Spatially-Augmented Sequence-to-Sequence Neural Diarization for Meetings
Li, Cheng, Zhang et al.
This paper proposes a Spatially-Augmented Sequence-to-Sequence Neural Diarization (SA-S2SND) framework, which integrates direction-of-arrival (DOA) cues estimated by SRP-DNN into the S2SND backbone. A two-stage training strategy is adopted: the model is first trained with single-channel audio and DOA features, and then further optimized with multi-channel inputs under DOA guidance. In addition, a simulated DOA generation scheme is introduced to alleviate dependence on matched multi-channel corpora. On the AliMeeting dataset, SA-S2SND consistently outperform the S2SND baseline, achieving a 7.4% relative DER reduction in the offline mode and over 19% improvement when combined with channel attention. These results demonstrate that spatial cues are highly complementary to cross-channel modeling, yielding good performance in both online and offline settings.
academic
Spatially-Augmented Sequence-to-Sequence Neural Diarization for Meetings
This paper proposes a spatially-augmented sequence-to-sequence neural diarization (SA-S2SND) framework that integrates direction-of-arrival (DOA) cues estimated via SRP-DNN into the S2SND backbone network. A two-stage training strategy is employed: the model is first trained using single-channel audio and DOA features, then further optimized with multi-channel inputs under DOA guidance. Additionally, a simulated DOA generation scheme is introduced to reduce dependence on matched multi-channel corpora. On the AliMeeting dataset, SA-S2SND consistently outperforms the S2SND baseline, achieving a 7.4% relative DER reduction in offline mode, with improvements exceeding 19% when combined with channel attention. These results demonstrate that spatial cues are highly complementary to cross-channel modeling, yielding strong performance in both online and offline settings.
Speaker diarization aims to answer the question "who spoke when," serving as a fundamental preprocessing step for downstream tasks such as automatic speech recognition. Despite significant progress in this field, speaker diarization in meeting scenarios remains challenging, primarily due to:
Early Modular Approaches: Segment audio into short utterances and cluster via speaker embedding similarity, assuming each segment contains only one speaker, performing poorly on overlapping speech
End-to-End Neural Diarization (EEND): While addressing overlap issues, still primarily relies on acoustic embeddings
Sequence-to-Sequence Diarization (S2SND): Progress in online diarization, but lacks explicit spatial information
Most existing methods rely solely on acoustic embeddings, which are often unreliable in real meetings.

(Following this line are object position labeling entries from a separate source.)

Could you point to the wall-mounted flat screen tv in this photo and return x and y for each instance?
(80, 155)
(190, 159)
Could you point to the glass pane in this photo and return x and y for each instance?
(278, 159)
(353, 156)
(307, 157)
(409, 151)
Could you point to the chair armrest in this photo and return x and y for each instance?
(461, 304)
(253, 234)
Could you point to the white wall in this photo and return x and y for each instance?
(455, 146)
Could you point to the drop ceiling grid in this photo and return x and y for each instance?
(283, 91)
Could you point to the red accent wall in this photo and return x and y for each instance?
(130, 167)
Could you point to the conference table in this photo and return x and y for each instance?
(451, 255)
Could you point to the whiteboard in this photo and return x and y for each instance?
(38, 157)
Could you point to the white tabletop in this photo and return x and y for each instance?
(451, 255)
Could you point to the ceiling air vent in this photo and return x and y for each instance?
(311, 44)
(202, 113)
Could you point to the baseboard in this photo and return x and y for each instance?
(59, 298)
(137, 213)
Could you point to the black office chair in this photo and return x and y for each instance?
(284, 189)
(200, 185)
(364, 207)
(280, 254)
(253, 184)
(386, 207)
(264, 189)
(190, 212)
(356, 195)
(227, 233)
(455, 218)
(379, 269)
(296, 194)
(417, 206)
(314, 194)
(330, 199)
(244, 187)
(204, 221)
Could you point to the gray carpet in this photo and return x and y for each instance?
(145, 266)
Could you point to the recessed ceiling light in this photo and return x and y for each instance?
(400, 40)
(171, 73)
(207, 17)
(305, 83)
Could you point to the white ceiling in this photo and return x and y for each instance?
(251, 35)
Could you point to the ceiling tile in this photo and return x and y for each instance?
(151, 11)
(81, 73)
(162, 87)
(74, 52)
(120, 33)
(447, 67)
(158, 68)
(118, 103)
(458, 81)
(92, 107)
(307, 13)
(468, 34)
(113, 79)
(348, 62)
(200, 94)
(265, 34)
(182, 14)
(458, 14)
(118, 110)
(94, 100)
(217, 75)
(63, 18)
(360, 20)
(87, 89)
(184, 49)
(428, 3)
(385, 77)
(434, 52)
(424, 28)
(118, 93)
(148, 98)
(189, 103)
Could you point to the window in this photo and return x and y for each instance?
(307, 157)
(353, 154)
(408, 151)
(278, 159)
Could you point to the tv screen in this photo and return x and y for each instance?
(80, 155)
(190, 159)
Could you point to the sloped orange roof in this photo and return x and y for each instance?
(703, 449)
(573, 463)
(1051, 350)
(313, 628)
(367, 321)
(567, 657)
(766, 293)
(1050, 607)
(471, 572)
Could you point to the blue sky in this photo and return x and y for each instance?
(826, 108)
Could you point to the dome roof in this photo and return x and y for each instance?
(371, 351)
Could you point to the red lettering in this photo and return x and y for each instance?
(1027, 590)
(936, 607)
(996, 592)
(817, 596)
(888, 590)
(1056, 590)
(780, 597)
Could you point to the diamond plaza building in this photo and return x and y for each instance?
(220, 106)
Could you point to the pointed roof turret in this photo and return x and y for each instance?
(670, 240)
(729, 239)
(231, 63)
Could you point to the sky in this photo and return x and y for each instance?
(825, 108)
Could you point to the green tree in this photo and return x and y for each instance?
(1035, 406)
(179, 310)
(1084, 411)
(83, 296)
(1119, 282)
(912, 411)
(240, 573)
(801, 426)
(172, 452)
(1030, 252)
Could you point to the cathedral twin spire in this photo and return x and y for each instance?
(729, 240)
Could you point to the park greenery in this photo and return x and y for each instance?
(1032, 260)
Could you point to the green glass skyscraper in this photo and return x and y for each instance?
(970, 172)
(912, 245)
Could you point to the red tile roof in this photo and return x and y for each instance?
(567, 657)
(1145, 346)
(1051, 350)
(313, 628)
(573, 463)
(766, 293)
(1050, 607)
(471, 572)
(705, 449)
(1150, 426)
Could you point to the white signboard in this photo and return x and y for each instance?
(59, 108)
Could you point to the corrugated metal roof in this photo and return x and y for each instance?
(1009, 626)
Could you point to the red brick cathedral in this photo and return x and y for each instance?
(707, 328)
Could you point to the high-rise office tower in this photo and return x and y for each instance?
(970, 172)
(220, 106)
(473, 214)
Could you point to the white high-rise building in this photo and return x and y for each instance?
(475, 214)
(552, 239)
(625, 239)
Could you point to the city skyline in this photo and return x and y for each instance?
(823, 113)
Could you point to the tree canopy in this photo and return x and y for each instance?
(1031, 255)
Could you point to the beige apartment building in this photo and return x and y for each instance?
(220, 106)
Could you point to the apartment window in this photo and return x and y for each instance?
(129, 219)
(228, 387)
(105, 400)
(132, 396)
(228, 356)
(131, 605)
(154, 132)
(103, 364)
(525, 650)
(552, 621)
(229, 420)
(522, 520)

The key question is: How can spatial cues from multi-channel recordings be leveraged to improve speaker diarization?
Proposes SA-S2SND Framework: Integrates DNN-derived DOA as explicit spatial input into S2SND for both online and offline speaker diarization
Designs Simulated DOA Method: Decouples spatial cues from array design, enabling effective utilization of spatial information without requiring large multi-channel corpora
Validates Effectiveness: Verifies SA-S2SND on the AliMeeting dataset, demonstrating consistent DER improvements over S2SND baseline in both modes
Two-Stage Training Strategy: Trains first with single-channel audio, then extends to multi-channel, ensuring a consistent progression from pure acoustic to spatially-augmented modeling
The speaker diarization task aims to determine the identity of active speakers for each time segment in multi-speaker audio. Input consists of multi-channel audio signals, and output comprises speaker activity labels and speaker representations for each time frame.
Encoder: Conformer for modeling long-range dependencies
Representation Decoder: Generates target embeddings Ê
Detection Decoder: Predicts activity Ŷ
DOA Integration Method:
X=X+LinearRA→RD(interpolate(O))/D
where O ∈ R^{T''×A} is the DOA probability matrix, integrated into encoder representations through nearest-neighbor interpolation and linear projection.

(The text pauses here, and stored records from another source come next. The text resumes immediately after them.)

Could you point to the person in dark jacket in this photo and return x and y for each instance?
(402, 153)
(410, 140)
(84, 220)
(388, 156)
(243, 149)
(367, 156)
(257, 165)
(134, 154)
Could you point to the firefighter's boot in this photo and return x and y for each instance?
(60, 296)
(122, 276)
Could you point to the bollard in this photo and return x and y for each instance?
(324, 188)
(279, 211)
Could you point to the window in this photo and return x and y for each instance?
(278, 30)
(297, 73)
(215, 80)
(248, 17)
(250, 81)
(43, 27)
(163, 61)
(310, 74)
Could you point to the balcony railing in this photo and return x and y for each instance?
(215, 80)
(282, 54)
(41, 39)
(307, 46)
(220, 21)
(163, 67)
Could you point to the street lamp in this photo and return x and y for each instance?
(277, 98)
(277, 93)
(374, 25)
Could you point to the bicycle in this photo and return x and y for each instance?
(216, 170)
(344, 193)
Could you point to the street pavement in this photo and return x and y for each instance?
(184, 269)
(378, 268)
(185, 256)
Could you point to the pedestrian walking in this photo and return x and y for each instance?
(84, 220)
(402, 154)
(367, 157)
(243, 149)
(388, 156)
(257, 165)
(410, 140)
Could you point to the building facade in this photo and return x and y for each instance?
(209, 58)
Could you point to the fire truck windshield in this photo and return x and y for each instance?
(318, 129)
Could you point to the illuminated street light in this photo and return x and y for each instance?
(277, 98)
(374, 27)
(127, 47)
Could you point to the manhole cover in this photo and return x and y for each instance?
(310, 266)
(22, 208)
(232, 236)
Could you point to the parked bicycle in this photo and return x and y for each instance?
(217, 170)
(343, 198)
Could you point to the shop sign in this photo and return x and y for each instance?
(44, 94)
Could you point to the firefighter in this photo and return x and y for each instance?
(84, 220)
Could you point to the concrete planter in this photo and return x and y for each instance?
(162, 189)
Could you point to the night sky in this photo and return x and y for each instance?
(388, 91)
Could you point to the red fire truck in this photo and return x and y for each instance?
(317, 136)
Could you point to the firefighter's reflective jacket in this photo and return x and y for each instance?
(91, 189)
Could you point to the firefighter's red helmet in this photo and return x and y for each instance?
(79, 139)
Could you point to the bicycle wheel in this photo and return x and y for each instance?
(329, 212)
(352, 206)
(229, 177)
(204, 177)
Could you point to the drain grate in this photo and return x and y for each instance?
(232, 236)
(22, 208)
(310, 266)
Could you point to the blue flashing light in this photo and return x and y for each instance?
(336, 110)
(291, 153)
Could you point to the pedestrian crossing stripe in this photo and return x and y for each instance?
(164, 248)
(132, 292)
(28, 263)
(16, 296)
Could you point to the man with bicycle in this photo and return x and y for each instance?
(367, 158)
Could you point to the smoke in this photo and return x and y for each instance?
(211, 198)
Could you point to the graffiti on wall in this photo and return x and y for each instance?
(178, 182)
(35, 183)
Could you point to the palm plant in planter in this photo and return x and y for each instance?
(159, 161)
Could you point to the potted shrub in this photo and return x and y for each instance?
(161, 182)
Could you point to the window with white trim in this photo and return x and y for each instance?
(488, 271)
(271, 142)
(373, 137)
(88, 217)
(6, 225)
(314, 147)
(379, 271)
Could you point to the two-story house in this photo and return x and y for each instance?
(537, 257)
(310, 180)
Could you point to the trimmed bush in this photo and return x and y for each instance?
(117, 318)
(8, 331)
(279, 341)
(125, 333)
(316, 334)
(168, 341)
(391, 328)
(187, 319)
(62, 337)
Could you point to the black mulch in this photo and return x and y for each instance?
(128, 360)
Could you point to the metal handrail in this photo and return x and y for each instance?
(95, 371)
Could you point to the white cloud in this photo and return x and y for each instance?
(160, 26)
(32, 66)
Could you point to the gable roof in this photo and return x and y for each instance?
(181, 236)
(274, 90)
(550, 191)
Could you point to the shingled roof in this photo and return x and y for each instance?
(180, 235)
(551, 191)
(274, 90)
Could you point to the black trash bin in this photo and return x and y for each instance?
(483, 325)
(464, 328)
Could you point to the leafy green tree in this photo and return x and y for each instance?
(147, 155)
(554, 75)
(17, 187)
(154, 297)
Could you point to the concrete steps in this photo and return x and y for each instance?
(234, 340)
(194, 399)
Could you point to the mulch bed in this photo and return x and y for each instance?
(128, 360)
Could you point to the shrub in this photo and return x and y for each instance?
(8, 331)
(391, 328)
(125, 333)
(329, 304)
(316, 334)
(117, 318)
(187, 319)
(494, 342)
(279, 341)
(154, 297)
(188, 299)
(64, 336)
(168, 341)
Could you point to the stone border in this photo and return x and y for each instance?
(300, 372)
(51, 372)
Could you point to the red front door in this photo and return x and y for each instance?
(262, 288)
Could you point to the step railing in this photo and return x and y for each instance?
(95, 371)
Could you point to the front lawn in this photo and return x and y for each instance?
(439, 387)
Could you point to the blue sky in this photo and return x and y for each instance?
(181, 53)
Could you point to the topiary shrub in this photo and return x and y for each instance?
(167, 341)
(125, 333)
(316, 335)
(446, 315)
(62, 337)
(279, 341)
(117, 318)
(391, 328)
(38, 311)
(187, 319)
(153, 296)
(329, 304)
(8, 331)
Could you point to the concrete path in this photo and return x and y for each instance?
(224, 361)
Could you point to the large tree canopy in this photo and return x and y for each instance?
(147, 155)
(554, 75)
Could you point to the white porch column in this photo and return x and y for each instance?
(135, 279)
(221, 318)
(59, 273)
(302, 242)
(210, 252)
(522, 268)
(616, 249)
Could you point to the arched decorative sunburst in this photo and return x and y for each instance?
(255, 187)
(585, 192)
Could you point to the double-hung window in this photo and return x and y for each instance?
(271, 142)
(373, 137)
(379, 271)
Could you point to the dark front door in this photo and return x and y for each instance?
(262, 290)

Compared to existing work, this paper is the first to effectively integrate explicit DOA cues into a sequence-to-sequence speaker diarization framework, and proposes a simulated strategy to reduce dependence on multi-channel corpora.
The paper cites 36 relevant references covering key works in speaker diarization, multi-channel signal processing, and deep learning, providing a solid theoretical foundation for the research.
Overall Assessment: This is a high-quality research paper that proposes innovative methods for utilizing spatial information in speaker diarization. The experimental design is rigorous, results are convincing, and practical value is substantial. The main innovation lies in effectively integrating explicit DOA cues into the sequence-to-sequence framework and solving the multi-channel data scarcity problem through clever training strategies.